Kavmiyle beraber Mısır'dan çıkan Musa 3 ay sonra Sina'ya vardı ve Tanrı burada Musa'ya 2 levhaya yazılmış 10 emri verdi. Musa Tanrı'dan 10 emri aldıktan sonra vaad edilmiş topraklara yerleşmek için yola çıktı. Göç sırasında İsrailoğulları sık sık Musa'ya isyan ettiler. Tanrı, İsrailoğullarının isyanını 40 yıl çölde yaşamakla cezalandırdı.Çölde Musa'nın kavmi 40 yıl içinde telef oldu. Vaad edilmiş topraklara sadece iki kişi vardı: Yefunne oğlu Kaleb ile Nun oğlu Yeşu
Musa Tanrının kendisine ilettiği emirleri bir ahit sandığına yerleştirdi ve ahit sandığıyla Yahudi inancının temelleri atıldı. Ayrıca İsrailoğullarının gelecekte vaad edilmiş topraklarda kuracağı devletin anayasası belli oldu.
Mısır'dan çıktığında 80 yaşında olan Musa kavmiyle beraber 40 yıl sürgün yaşadıktan sonra 120 yaşında Moav'da vefat eder ve kavminin isyanından dolayı vaad edilmiş topraklara giremez. Musa'nın Mısır'dan kavmiyle çıkışı ve sonrasında yaşadığı 40 yıllık sürgün Tevrat'ta ''çıkış'' olarak anlatılır. Bu uzun yolculuk Yahudilerin kolektif bilincinde bir kırılma noktasıdır. Musa'nın yolculuğu Yahudiler için ikinci doğuştur.

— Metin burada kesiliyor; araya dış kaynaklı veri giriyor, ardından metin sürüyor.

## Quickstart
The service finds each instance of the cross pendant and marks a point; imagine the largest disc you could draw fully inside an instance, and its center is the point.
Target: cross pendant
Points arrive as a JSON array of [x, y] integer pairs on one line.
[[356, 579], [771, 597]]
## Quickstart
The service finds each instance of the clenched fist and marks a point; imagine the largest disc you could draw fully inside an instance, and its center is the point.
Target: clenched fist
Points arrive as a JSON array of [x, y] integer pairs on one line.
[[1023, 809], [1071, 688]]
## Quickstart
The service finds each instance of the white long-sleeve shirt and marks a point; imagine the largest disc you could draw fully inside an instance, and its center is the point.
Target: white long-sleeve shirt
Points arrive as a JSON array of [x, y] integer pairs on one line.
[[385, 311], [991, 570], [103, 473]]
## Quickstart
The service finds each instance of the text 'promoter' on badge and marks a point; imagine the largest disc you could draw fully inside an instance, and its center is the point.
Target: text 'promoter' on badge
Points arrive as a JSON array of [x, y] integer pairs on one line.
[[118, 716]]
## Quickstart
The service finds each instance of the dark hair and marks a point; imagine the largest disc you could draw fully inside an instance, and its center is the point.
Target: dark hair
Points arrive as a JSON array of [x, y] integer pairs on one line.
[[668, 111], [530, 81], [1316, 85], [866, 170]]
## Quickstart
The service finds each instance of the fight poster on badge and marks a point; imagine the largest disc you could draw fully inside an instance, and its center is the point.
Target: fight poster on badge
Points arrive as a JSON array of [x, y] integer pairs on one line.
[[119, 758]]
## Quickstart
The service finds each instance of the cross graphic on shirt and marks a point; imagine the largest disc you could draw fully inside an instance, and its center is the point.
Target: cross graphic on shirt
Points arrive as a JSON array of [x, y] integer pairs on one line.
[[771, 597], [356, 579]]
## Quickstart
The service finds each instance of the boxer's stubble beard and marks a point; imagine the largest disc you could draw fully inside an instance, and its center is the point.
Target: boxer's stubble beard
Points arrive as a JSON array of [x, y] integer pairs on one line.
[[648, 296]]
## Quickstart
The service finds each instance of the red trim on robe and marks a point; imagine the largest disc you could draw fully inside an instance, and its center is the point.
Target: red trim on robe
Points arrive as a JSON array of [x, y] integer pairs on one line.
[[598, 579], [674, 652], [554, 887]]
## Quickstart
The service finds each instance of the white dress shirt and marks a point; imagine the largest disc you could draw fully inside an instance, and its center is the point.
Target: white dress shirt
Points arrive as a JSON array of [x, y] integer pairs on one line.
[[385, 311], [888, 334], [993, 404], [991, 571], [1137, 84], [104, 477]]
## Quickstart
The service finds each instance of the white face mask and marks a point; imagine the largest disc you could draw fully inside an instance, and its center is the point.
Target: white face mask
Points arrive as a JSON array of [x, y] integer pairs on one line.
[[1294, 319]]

Musa sonrası Yahudilere Nun oğlu Yeşu liderlik yaptı. Yeşu kutsal topraklara giden yolculuğunda Yahudilerin hem dini hem siyasi liderliği görevini yürüttü.. Tanrı, Yeşu'ya da Musa gibi peygamberlik görevi verdi.
Yeşu'nun vefatından sonra Yahudiler bir dönem lidersiz kaldı. Bu dönemde Yahudilerin yönetimini ''Şoftim'' adı verilen hakimler üstlendi. Bu dönemi diğer dönemlerden ayıran özelliği ise Yahudilerin başında bir peygamber olmamasına rağmen Tanrının şoftimler aracılığıyla vahiy göndermeye devam etmesidir. Yahudilerin peygambersiz geçen bu dönemi eski ahitin ''Hakimler'' kitabında detaylı şekilde anlatılmaktadır. Kur'anda da Nisa suresinin 163. Ayetinde bahsedilmektedir.
Peygambersiz geçen dönem sonrası Yahudilere peygamber olarak Samuel gönderildi. (Kur'an'daki ismi Tâlut) Samuel döneminde İsrailoğulları Filistinlilerle savaştı ve bu savaşın kazanılmasında Davud büyük rol oynadı.